David Burgundy | 23 Nov 2018

Playtech’s Founder Bad for BusinessJason Ader, the American investor and activist, has stated that Playtech needs to distance itself from its founder, Teddy Sagi. He has expressed concern that this relationship has restricted the value of shares, and has actively harmed the company’s plans for expansions in the United States. Sagi, who established the organisation in 1999, recently reduced his company stake to just 4.8%, selling off over 5 million shares, but this isn’t enough, according to the investor. He says the Israeli is still too much involved in the business.

Directors Are Being Contacted

Ader, Co-Chief Executive of the hedge fund SpringOwl Asset Management in New York, has reportedly written to Directors, advising them to axe a 2012 agreement that sees Sagi providing consultative services to Playtech.
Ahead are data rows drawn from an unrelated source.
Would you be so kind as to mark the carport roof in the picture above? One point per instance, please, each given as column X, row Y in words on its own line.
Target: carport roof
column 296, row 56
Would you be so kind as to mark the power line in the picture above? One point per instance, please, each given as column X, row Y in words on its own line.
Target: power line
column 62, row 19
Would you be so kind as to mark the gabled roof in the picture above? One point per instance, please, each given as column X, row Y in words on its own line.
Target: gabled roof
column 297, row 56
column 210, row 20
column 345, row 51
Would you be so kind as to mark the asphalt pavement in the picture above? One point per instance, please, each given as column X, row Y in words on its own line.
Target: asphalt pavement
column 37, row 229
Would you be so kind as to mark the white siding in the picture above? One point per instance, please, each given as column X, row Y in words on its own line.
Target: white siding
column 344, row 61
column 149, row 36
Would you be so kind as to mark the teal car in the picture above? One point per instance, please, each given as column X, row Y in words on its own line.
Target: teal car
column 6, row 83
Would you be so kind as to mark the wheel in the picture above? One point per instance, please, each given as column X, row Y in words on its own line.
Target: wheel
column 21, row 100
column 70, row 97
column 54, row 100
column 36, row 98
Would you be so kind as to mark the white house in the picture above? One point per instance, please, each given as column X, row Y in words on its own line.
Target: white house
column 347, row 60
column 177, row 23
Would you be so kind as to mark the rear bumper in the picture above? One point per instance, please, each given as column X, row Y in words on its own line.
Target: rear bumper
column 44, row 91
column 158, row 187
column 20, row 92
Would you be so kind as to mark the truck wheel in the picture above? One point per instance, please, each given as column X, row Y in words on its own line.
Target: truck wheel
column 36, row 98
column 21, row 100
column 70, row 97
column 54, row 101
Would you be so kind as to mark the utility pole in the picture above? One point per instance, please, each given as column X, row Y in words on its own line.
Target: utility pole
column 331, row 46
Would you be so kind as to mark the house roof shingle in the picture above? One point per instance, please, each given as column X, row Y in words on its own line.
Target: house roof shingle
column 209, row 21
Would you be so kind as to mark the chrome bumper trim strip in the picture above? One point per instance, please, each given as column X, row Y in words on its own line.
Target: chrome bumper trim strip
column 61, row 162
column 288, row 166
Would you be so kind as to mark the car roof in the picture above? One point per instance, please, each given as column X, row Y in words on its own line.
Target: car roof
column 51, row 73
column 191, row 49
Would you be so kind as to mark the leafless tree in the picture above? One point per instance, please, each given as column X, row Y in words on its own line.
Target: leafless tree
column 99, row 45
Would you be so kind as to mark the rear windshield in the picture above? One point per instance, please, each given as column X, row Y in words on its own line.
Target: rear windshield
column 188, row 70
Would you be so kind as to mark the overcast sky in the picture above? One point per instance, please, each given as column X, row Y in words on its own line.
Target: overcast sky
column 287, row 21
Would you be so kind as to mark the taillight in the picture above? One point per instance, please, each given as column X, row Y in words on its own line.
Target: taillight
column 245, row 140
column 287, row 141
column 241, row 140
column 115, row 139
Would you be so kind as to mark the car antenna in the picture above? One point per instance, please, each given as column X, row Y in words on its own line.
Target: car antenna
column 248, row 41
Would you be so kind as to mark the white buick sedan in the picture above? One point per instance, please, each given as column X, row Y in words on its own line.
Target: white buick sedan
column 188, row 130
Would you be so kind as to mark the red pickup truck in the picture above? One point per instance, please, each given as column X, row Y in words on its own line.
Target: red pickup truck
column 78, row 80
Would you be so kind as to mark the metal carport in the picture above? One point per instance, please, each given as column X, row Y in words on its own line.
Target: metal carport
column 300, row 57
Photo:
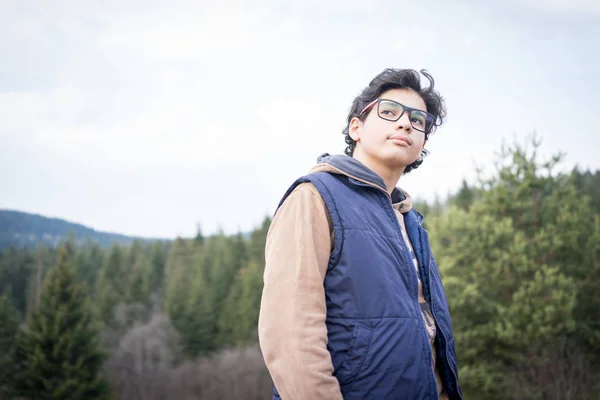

The original contract sees the founder fulfilling this capacity until he is either no longer a shareholder, or either side of the party has chosen to end the arrangement.

It’s Bad for Business

The investor stated that even though Sagi is no longer labelled as a party related to the firm, his on going relationship with it is affecting its performance. In the last year, the developer has seen its share price drop by almost 50% after it was forced to issue 2 profit warnings. The current value of the company currently stands at roughly US$1.79 billion.  

The organisation made a move recently to assuage fears over its performance by stating that it looked likely to achieve its full-year earnings targets, and results were posted that saw Q3 being consistent with expectations. It was also noted that its business dealings in Asia are recovering, after suffering a significant decline in earnings from a July profit warning.

It was revealed in August that SpringOwl Asset Management had purchased a number of stakes in Playtech, worth over US$100 million, in a move to increase Ader’s stake to roughly 5%. It was at this point that the investor stated that the organisation need to improve its governance, stock price, and reputation, and there were reports that he was keen to take corporate governance at the company on.

The investor had previously obtained a stake of 5.2$ in bwin.party Digital Entertainment, and tried to appoint 4 directors to its board. After the management team in place at that point resisted, a compromise was reached, and Daniel Silver, an Ader associate, was the only appointment carried out.